Nurseries and garden centers can take advantage of this and weave them together to create a plait.
This gives the plant a similar style to the “money tree” plant.
Different growth rates of snake plants is on display when comparing the S. trifaciata/S. trifaciata laurentii and the S. cylindrica.
The S. trifaciata/S. trifaciata laurentii can occasionally grow as tall as 3 foot where as the S. cylindrica…
….can grow to a height of over 7 feet At the opposite end of the scale is the variety S. trifaciata “hanhii.”
Growing to only a few inches tall, this species is almost identical to S. trifaciata laurentii with green interiors…
…and yellow stripes surrounding them.
The S. trifaciata variety is a dwarf variety, which makes it an excellent plant for terrariums.
Last but not least…
How to Slow Undesirable Growth
In the event you notice outward growth, there is a very simple way to deal with it.
Simple split or divide the snake plant, and trim away any unwanted foliage.
Alternatively, the sections can be divided and re-planted into separate pots if you’re planning on growing multiple plants.
Snake plants require less time to re-grow when divided since their root system is rhizome based.
The Rhizome root system consists of horizontal roots that result in new shoots and leaves growing from the soil…
…while at the same time maintaining their position horizontally.
The separate pieces of the Rhizome are spliced together to form separate plants.
When growth is upward rather than inward, you can cut the leaf at your desired height.
As we mentioned previously, the leaf won’t continue to grow.
By curbing both upward and outward growth, you can potentially force your Sansevieria into blooming.
Without being able to grow in either direction, the snake plant will often try to propagate all over the place.
Although this is not necessarily a bad thing because the Sansevierias do not bloom often, this can be used…
…as a way to encourage blooming and is only mildly stressful to the plant.
However, after blooming, the plant will probably stop growing new leaves.
It boasts a unique set of characteristics and allows gardeners to choose a vibrant and healthy plant…
…though it may be quite hardy.

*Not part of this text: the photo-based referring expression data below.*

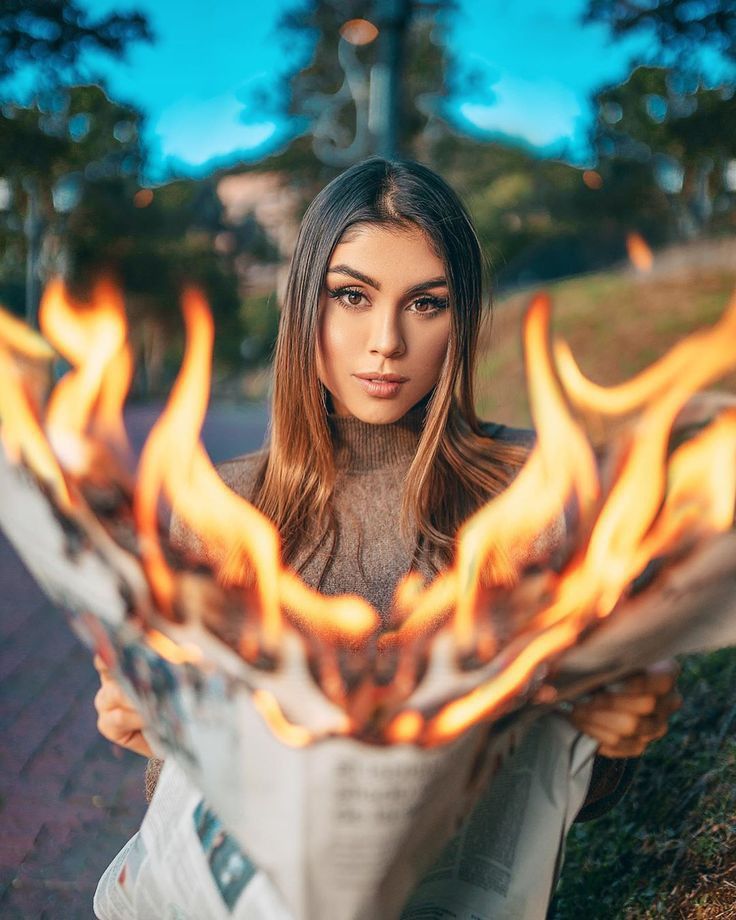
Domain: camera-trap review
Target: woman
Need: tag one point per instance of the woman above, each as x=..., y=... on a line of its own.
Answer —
x=376, y=455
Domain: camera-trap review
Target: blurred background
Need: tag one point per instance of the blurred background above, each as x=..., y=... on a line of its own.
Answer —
x=169, y=142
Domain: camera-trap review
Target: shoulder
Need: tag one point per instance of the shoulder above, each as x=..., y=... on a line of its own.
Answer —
x=523, y=437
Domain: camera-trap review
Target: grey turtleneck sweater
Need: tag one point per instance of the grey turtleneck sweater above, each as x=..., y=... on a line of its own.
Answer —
x=370, y=555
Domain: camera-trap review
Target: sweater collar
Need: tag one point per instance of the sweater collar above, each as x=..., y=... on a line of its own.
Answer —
x=362, y=446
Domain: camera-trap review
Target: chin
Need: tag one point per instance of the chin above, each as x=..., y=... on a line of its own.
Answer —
x=379, y=415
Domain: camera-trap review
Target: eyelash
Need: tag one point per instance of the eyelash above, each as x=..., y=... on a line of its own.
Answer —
x=440, y=303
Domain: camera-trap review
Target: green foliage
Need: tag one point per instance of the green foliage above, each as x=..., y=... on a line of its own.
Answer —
x=53, y=35
x=671, y=842
x=679, y=29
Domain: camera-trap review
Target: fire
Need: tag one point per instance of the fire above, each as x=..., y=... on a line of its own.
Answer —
x=647, y=500
x=640, y=254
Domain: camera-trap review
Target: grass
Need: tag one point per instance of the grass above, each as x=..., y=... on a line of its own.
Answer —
x=615, y=322
x=668, y=849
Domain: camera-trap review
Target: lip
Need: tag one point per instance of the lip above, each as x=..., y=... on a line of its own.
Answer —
x=383, y=378
x=383, y=389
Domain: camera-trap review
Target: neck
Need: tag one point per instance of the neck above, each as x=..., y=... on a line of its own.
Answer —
x=362, y=446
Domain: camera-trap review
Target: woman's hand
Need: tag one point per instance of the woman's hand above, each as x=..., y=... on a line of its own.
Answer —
x=117, y=718
x=630, y=714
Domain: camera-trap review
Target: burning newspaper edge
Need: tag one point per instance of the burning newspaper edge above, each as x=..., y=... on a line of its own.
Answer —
x=285, y=706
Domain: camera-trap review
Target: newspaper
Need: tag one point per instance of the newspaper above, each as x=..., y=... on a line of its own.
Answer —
x=340, y=828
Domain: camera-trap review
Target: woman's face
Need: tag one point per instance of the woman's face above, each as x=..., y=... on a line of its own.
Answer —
x=384, y=310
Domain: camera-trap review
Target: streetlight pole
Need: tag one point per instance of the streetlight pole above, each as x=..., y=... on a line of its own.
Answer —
x=392, y=18
x=32, y=229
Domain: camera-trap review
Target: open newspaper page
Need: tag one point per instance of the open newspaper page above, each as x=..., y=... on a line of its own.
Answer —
x=339, y=827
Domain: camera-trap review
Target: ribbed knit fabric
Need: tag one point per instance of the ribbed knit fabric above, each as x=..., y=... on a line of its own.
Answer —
x=371, y=555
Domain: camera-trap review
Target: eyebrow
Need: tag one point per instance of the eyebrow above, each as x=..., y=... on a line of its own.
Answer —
x=366, y=279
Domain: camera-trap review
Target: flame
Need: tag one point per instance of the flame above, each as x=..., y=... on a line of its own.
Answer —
x=290, y=734
x=241, y=539
x=21, y=432
x=647, y=501
x=88, y=399
x=640, y=254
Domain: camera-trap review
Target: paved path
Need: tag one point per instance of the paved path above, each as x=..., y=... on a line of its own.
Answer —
x=68, y=798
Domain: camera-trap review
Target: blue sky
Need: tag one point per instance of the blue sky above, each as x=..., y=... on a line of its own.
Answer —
x=538, y=65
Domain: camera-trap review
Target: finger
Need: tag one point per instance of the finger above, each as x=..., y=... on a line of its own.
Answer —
x=111, y=696
x=117, y=724
x=627, y=747
x=642, y=704
x=656, y=682
x=621, y=724
x=599, y=732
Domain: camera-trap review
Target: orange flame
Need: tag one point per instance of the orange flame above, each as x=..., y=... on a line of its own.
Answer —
x=21, y=433
x=648, y=501
x=640, y=254
x=89, y=399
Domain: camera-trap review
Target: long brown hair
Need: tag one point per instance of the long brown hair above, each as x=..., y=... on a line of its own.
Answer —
x=456, y=468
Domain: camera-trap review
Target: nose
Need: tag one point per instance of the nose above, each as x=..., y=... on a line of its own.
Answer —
x=386, y=334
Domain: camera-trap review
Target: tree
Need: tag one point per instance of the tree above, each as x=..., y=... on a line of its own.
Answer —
x=680, y=28
x=682, y=141
x=356, y=71
x=52, y=36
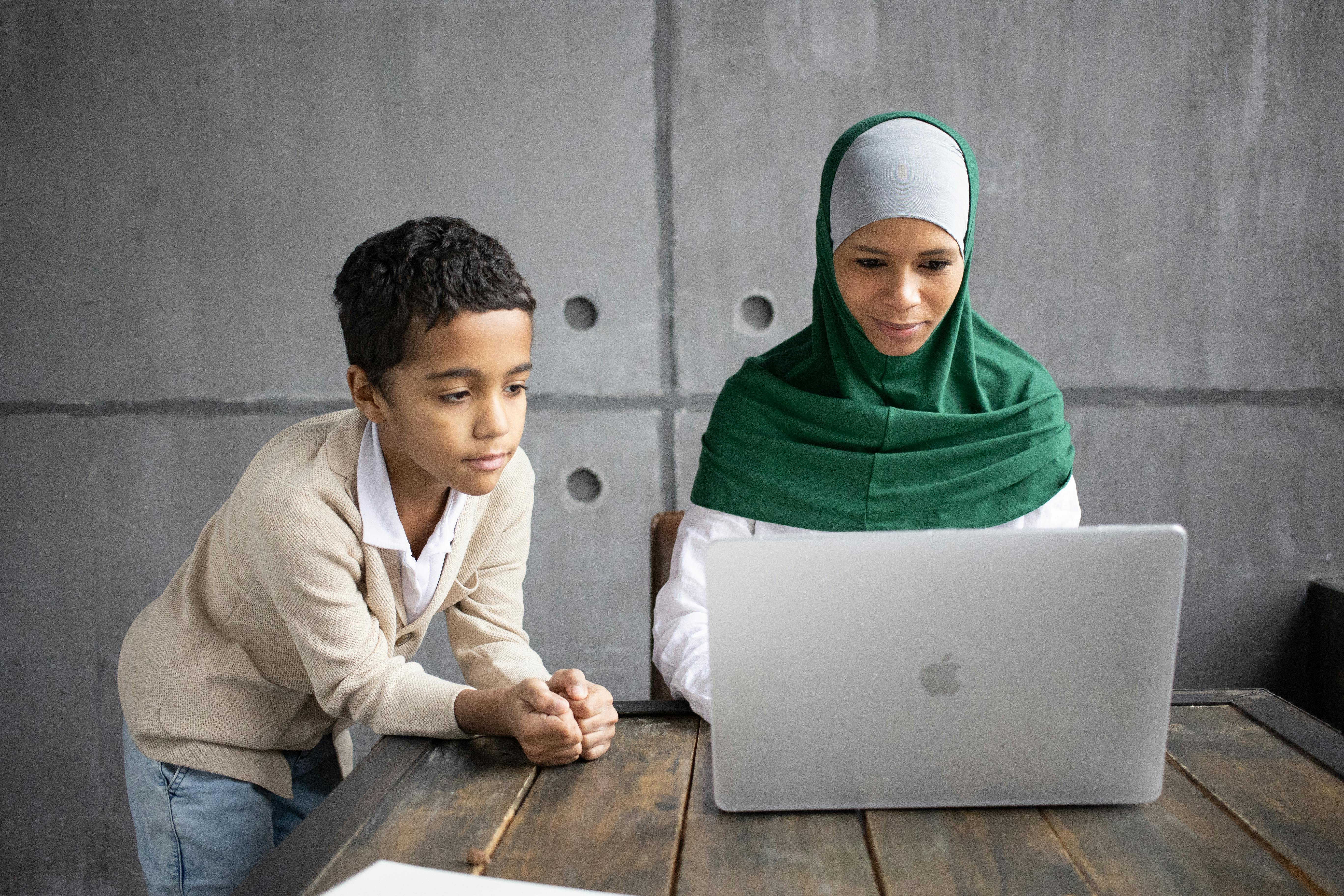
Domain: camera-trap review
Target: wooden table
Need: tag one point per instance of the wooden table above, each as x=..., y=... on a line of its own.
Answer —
x=1253, y=804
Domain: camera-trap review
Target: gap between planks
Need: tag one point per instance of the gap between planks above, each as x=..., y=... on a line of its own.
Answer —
x=873, y=855
x=1289, y=866
x=1093, y=887
x=509, y=820
x=686, y=808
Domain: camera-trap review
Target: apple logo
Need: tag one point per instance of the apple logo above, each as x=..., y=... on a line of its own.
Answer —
x=940, y=679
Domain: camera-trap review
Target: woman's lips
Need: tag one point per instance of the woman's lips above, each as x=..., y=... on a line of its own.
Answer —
x=898, y=331
x=489, y=461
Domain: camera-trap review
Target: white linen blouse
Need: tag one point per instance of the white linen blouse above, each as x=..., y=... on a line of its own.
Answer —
x=681, y=628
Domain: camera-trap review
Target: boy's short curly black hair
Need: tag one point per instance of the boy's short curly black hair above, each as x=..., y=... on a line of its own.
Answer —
x=422, y=273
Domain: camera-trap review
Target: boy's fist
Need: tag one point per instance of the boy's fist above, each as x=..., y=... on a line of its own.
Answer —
x=544, y=725
x=592, y=707
x=556, y=722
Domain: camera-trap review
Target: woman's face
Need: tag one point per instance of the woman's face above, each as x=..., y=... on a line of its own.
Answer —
x=898, y=277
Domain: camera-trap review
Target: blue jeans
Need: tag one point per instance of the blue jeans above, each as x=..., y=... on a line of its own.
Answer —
x=199, y=833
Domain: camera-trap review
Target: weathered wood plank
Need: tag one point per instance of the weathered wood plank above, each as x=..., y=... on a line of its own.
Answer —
x=1304, y=731
x=1181, y=844
x=962, y=852
x=459, y=797
x=291, y=870
x=1289, y=801
x=613, y=824
x=815, y=852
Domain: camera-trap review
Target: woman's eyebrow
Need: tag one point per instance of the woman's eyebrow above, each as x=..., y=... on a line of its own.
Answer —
x=467, y=373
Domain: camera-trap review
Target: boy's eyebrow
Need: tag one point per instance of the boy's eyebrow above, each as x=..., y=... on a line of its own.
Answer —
x=458, y=373
x=467, y=373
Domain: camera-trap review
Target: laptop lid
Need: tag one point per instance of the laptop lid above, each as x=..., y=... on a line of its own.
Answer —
x=943, y=668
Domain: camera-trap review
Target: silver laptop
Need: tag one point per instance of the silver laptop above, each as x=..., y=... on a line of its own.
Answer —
x=943, y=668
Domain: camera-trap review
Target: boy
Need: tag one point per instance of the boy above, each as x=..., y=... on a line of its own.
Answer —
x=312, y=588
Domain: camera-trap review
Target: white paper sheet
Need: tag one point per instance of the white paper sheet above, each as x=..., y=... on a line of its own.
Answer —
x=396, y=879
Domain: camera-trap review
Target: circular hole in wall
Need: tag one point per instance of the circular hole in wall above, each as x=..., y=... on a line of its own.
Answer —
x=580, y=314
x=584, y=486
x=757, y=312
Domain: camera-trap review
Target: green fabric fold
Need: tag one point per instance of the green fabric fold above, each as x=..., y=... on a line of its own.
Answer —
x=825, y=432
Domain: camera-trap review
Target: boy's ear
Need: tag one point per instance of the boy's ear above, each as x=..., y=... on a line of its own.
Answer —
x=367, y=397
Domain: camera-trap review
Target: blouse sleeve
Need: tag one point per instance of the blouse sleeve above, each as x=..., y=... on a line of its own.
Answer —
x=1060, y=512
x=681, y=628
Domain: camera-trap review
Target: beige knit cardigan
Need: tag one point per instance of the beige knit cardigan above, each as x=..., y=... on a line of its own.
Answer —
x=283, y=627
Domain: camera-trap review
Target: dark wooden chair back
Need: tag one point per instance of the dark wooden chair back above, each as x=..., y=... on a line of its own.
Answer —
x=662, y=539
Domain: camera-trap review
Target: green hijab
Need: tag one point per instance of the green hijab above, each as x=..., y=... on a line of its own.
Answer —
x=825, y=432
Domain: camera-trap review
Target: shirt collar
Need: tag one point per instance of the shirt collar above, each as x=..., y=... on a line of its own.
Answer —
x=378, y=508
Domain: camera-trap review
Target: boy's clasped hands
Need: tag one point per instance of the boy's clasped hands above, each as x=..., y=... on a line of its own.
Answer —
x=556, y=722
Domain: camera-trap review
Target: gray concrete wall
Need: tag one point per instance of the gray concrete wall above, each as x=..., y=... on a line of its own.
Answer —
x=1161, y=225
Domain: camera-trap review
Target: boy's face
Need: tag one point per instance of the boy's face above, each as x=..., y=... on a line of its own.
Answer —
x=452, y=413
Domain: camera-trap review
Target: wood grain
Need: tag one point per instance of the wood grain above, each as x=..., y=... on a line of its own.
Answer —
x=1181, y=844
x=1288, y=800
x=960, y=852
x=612, y=824
x=459, y=797
x=815, y=852
x=291, y=870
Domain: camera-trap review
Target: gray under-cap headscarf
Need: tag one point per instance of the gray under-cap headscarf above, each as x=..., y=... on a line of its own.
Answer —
x=901, y=168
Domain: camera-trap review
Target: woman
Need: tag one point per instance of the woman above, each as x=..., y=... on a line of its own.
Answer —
x=897, y=409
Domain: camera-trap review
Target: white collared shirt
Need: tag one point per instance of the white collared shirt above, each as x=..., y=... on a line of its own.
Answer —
x=681, y=621
x=384, y=529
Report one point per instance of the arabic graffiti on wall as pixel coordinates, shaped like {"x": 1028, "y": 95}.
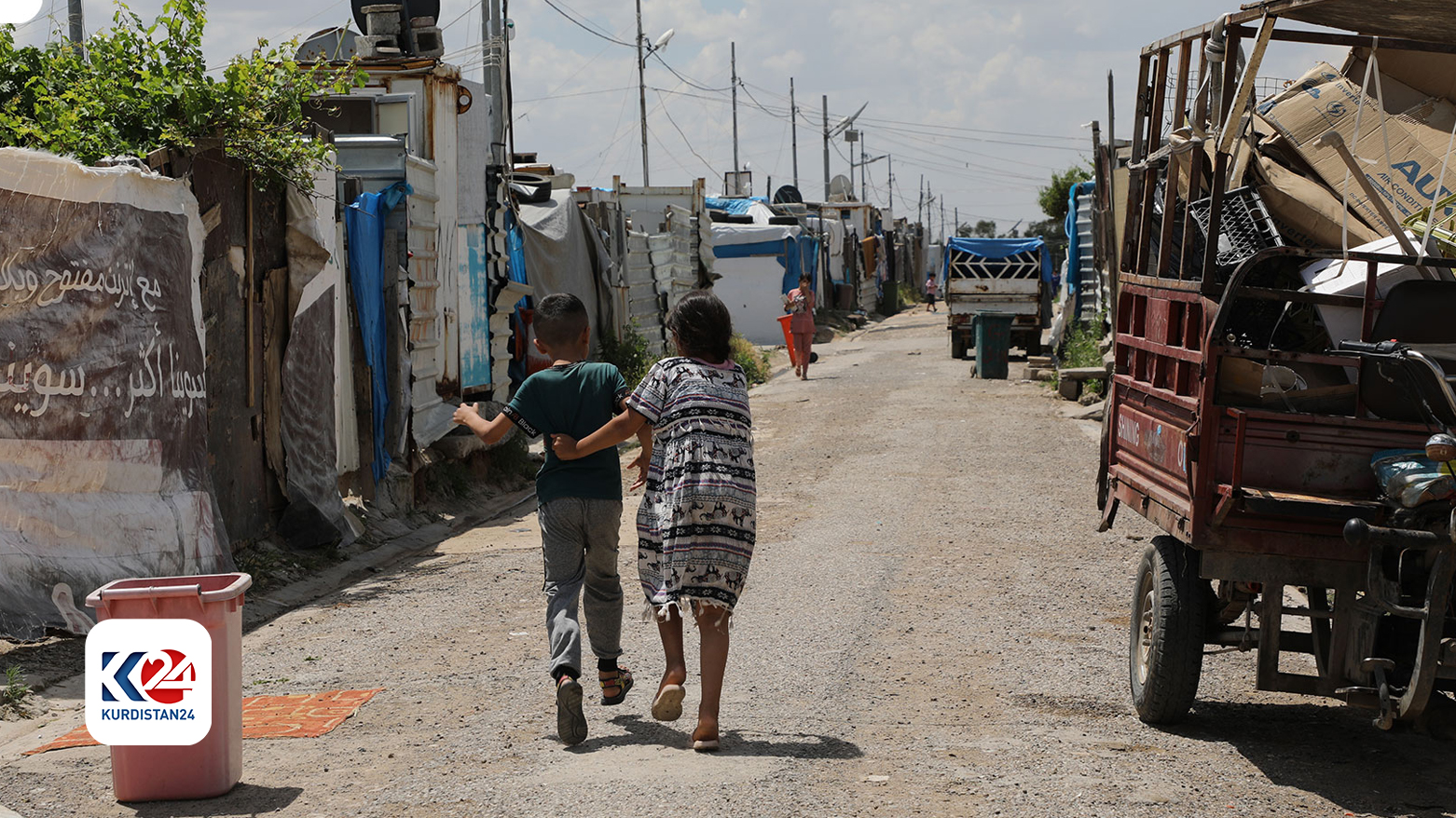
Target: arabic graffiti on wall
{"x": 99, "y": 344}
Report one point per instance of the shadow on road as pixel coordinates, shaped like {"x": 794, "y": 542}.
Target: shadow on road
{"x": 243, "y": 799}
{"x": 1336, "y": 755}
{"x": 735, "y": 743}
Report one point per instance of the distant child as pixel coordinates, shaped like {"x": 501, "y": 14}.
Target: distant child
{"x": 800, "y": 302}
{"x": 696, "y": 523}
{"x": 580, "y": 502}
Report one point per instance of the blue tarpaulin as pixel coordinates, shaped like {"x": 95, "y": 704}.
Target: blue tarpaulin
{"x": 364, "y": 222}
{"x": 1070, "y": 229}
{"x": 733, "y": 207}
{"x": 997, "y": 249}
{"x": 795, "y": 255}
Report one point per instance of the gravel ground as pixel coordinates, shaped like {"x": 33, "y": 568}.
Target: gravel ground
{"x": 932, "y": 628}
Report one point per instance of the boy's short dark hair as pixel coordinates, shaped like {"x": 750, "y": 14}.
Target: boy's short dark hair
{"x": 559, "y": 319}
{"x": 702, "y": 326}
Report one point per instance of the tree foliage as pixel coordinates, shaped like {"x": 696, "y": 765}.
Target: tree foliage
{"x": 139, "y": 88}
{"x": 983, "y": 229}
{"x": 1053, "y": 198}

Following these guidelines will ensure the health and protection of your snake plant.
See having Snake plant is good choice for you to have! It’s cool, its famous, it’s easy to have and care!
What else do you need? In this pandemic time like this, is a good choice for you to have an new activity…
…and having snake plant is a good choice for you to have!
Last thing for sure. This plant need to be care carefully, remember plant need the “love” too.
Alright that’s all for today! Do you have any questions about all of this?
Or do you want to add some good method for caring and having snake plant?
Let me know your recommendation from the comment below.
I hope you can now take care your snake carefully and grow it big!
Thanks for reading this article! Bye!